Screening of Novel Pharmacogenetic Candidates for Mercaptopurine-Induced Toxicity in Patients With Acute Lymphoblastic Leukemia

Abstract

A small proportion of patients with acute lymphoblastic leukemia (ALL) may experience severe leukopenia after treating with 6-mercaptopurine (6MP), which can be largely explained by germline variants in TPMT and NUDT15. However, a minority of patients who suffered such adverse drug reaction have NUDT15 ^wt/wt TPMT ^wt/wt genotype, indicating that other genetic factors may take part in. In this study, we genotyped 539 exon-located nonsilent pharmacogenetic variants in genes involved in phase I/II of drug metabolism in 173 pediatric patients with ALL and conducted association screening for 6MP-induced leukopenia. Besides NUDT15 (rs116855232, P = 6.4 × 10^-11) and TPMT (rs1142345, P = 0.003), a novel variant was identified in CYP2A7 gene (i.e., rs73032311, P = 0.0007), which is independent of NUDT15/TPMT variant. In addition, a variant (i.e., rs4680) in COMT is significantly associated with 6MP-induced hepatotoxicity (P = 0.007). In conclusion, variants in CYP2A7 and COMT may be considered as novel potential pharmacogenetic markers for 6MP-induced toxicities, but additional independent validations with large sample size and investigations on related mechanisms are further needed.

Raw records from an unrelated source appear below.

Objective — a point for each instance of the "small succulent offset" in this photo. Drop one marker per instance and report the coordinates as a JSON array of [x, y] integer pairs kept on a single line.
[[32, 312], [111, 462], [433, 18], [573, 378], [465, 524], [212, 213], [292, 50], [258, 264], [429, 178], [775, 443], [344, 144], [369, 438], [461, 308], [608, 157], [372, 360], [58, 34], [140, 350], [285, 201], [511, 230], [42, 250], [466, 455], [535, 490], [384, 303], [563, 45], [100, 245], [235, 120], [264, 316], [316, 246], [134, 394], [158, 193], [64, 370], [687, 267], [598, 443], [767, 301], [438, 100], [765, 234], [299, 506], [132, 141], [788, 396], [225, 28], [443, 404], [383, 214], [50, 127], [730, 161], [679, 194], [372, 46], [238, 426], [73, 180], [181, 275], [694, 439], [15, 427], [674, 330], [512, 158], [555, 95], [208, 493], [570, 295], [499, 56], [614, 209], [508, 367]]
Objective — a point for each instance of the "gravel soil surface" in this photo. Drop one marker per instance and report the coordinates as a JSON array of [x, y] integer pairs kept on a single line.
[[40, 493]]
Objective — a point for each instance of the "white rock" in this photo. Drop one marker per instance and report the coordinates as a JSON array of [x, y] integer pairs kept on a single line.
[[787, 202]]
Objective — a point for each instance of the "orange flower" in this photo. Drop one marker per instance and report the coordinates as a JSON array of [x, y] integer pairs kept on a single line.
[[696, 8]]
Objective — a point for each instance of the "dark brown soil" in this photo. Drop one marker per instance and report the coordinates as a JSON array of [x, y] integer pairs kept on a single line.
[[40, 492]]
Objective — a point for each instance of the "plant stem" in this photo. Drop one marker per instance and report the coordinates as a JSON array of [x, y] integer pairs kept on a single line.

Keywords: COMT; CYP2A7; NUDT15/TPMT widetype; adverse drug reaction; hepatoxicity; leukopenia; mercaptopurine; pharmacogenetics.

Figure 1

Receiver operating characteristic (ROC) curves of gene variants for 6-mercaptopurine (6MP)–induced ADRs. (A) Receiver operating characteristic curve of variants in NUDT15, TPMT, CYP2A7, and combinations for 6MP-induced leukopenia; (B) ROC curve of variants in NUDT15, TPMT, CYP2A7, and combinations for 6MP-induced hepatotoxicity.